Pendahuluan Bagian 1 Buku “Keluarga yang Berbuah bagi Kristus di Tengah Tantangan Zaman Pascamilenial”

Pendahuluan Bagian 1 Buku “Keluarga yang Berbuah bagi Kristus di Tengah Tantangan Zaman Pascamilenial”
Halaman 3-5 dari buku “Keluarga yang Berbuah bagi Kristus di Tengah Tantangan Zaman Pascamilenial”
Penulis: Tumpal Hasudungan Hutahaean
Penerbit: Momentum
Terbit pertama: November 2019

Mengapa Allah Tritunggal menciptakan lembaga pernikahan? Lembaga pernikahan diciptakan Tuhan untuk menyatukan seorang laki-laki dan seorang perempuan yang seiman dan sepadan (Kejadian 2:18-25 dan 2 Korintus 6:11-18) melalui ikatan perjanjian untuk sepakat hidup bersama di dalam Tuhan. Kita percaya lembaga pernikahan Tuhan yang cipta (tatanan ciptaan—order of creation) dan kita menerima pengesahan secara hukum dari negara (Pasal 2 ayat 1, UU No. 1 Tahun 1974). Secara iman kita percaya bahwa pernikahan Kristen menjadi sah melalui lembaga Gereja yang merestuinya di hadapan Allah Tritunggal dan jemaat-Nya dan setelah itu dicatat dan disahkan oleh lembaga pemerintah, yaitu Catatan Sipil. Pengakuan dari Gereja, umat Kristen yang hadir, dan institusi pemerintah ini sangat penting untuk kesaksian bagi masyarakat sebagai norma sosial.

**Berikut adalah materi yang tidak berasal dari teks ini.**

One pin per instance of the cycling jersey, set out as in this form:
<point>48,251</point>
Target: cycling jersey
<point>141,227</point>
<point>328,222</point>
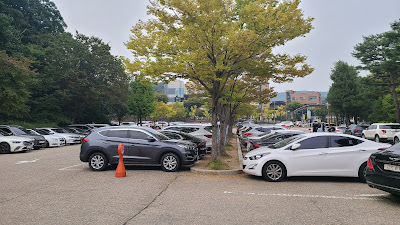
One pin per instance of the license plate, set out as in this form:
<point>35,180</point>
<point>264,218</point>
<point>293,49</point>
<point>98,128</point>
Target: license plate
<point>391,167</point>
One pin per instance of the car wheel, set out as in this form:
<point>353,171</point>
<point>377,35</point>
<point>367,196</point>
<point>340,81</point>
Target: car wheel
<point>5,148</point>
<point>274,171</point>
<point>170,162</point>
<point>98,162</point>
<point>362,172</point>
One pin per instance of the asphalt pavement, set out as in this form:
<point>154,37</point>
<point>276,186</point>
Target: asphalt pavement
<point>52,186</point>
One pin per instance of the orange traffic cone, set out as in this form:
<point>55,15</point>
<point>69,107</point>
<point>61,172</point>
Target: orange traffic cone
<point>121,172</point>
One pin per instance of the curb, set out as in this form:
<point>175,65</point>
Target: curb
<point>223,172</point>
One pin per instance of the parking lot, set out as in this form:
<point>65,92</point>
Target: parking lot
<point>52,186</point>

Apakah tujuan keluarga diciptakan? Allah menghendaki agar setiap keluarga disatukan dalam iman dan kekudusan untuk senantiasa hidup dalam pertumbuhan iman dan kekudusan guna mencapai perubahan karakter ke arah Yesus Kristus (tatanan penebusan—order of redemption). Allah akan berkenan jika suami, istri, dan anak-anak bisa saling membangun karakter yang matang di dalam Tuhan Yesus dan menyaksikan Tuhan Yesus melalui hidup mereka.

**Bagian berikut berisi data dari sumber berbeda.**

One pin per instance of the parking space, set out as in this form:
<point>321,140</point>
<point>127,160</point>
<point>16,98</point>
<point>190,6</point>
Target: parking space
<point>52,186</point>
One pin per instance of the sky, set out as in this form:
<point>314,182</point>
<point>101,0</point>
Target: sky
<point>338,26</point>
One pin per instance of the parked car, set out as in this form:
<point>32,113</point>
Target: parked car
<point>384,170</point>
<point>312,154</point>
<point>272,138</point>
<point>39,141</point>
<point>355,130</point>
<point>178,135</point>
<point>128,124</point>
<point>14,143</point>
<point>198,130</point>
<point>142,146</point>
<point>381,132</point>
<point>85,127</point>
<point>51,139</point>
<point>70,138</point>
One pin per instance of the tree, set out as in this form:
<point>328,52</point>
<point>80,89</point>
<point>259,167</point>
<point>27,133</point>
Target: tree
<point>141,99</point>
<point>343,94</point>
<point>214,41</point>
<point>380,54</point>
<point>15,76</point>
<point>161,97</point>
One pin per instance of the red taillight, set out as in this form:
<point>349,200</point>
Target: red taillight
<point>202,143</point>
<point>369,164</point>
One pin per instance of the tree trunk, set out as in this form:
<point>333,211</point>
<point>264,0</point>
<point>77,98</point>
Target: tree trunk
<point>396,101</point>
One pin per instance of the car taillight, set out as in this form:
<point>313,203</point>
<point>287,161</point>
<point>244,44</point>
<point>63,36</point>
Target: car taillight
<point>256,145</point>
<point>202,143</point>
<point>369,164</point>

Jika tujuan Allah menciptakan lembaga pernikahan begitu mulia, mengapa ada keluarga Kristen yang berantakan dan tidak harmonis? Apakah ini rancangan Tuhan? Atau bukan? Kalau begitu, apa penyebabnya? Allah tidak memiliki program agar keluarga Kristen mengalami ketidakharmonisan atau kegagalan dalam membangun pernikahan. Kegagalan ini bisa disebabkan oleh tidak adanya penyatuan iman yang sejati, ada dosa yang hadir dan berkembang, karakter yang tidak terbangun di dalam Tuhan Yesus, adanya kelemahan iman dalam menghadapi badai hidup, dan tidak ada perubahan wawasan dunia yang baru dalam menghadapi perubahan internal (keluarga), perubahan eksternal (dunia), dan tantangan zaman.

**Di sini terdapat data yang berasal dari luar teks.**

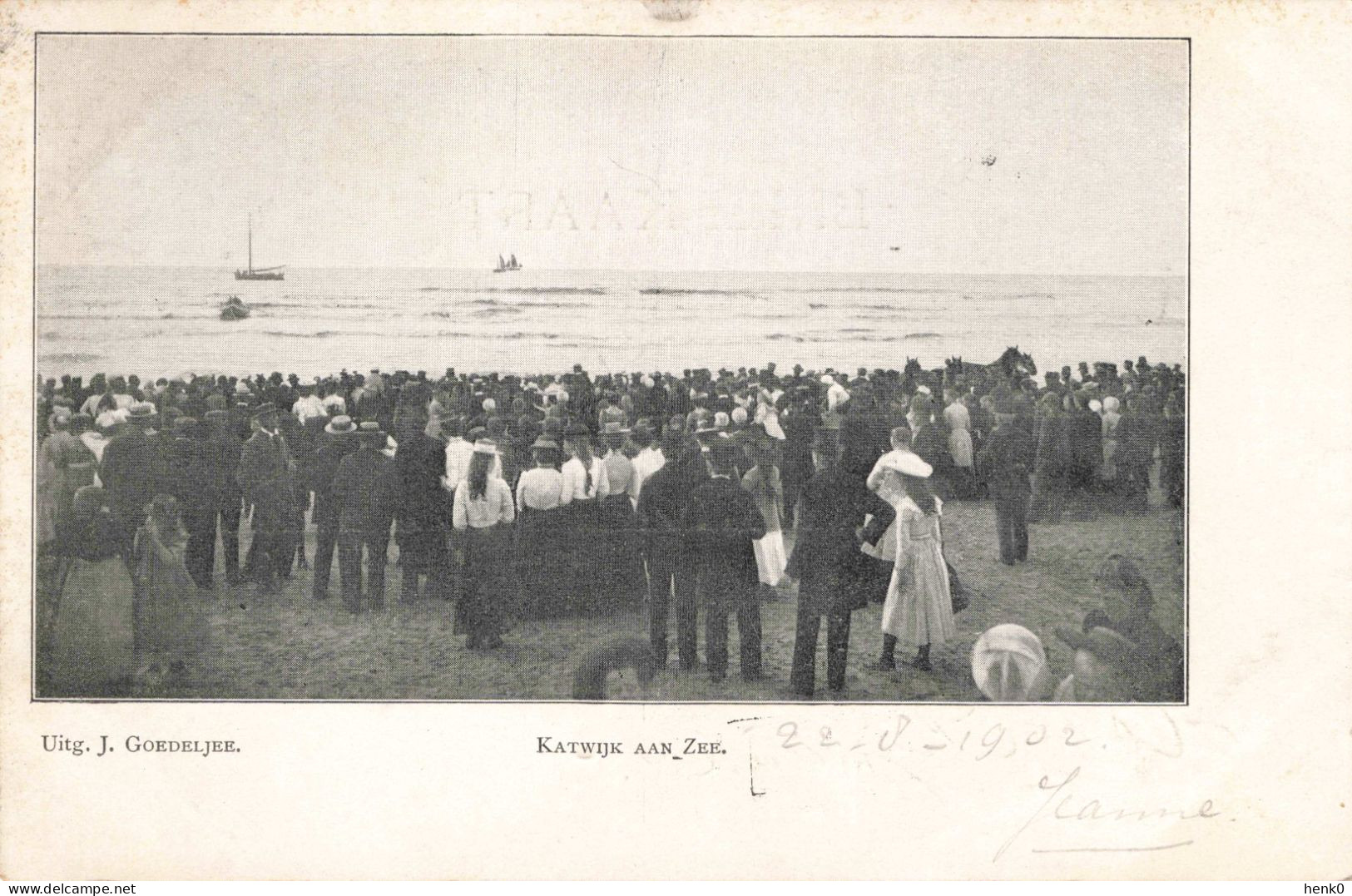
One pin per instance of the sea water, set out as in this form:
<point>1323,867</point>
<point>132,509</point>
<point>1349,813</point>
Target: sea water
<point>166,320</point>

Solusi awal untuk membangun keluarga yang bertumbuh dan berbuah di dalam Tuhan Yesus adalah keluarga harus memiliki fondasi iman sebagai dasarnya. Mengapa keluarga harus bersatu dalam iman? Apakah bersatu di dalam fungsi keluarga tidak cukup? Apakah bersatu dalam nilai tujuan untuk mencapai cita-cita keluarga tidak cukup? Apakah bersatu di dalam nilai kesenangan itu tidak cukup? Mengapa hal-hal di atas tidak cukup? Karena semua itu hanya kesatuan yang bersifat horizontal dan sementara. Keluarga Kristen harus senantiasa bersatu dalam iman dalam ikatan tubuh Kristus yang diekspresikan melalui ibadah keluarga, ibadah bersama di Gereja, mengikuti kegiatan Gereja bersama-sama di luar hari Minggu, dan juga bersatu dalam iman ketika melewati setiap pergumulan dan tantangan yang ada. Inilah yang menjadi fondasi yang paling dasar bagi keluarga agar bisa bertumbuh dan berbuah di dalam Tuhan Yesus. Kesatuan iman adalah salah satu pilar yang penting agar keluarga memiliki kekuatan untuk saling menopang, menguatkan, dan membangun sehingga menjadi pemenang bagi Allah dan memimpin keluarga dalam meraih masa depan.

Indahnya kesatuan iman dalam keluarga Kristen ini juga berperan mendorong setiap anggota keluarga untuk saling membangun iman dan hikmat. Ini berarti ada peran suami-istri dalam menanam iman, mempertumbuhkan iman, dan mengarahkan anak-anak untuk menghasilkan buah iman bagi Kristus. Kecerdasan iman yang diikuti dengan pertumbuhan hikmat sangat berperan dalam membangun kesadaran tanggung jawab sebagai seorang suami atau istri dan sebagai seorang anak kepada Tuhan untuk berbuah bagi Kristus.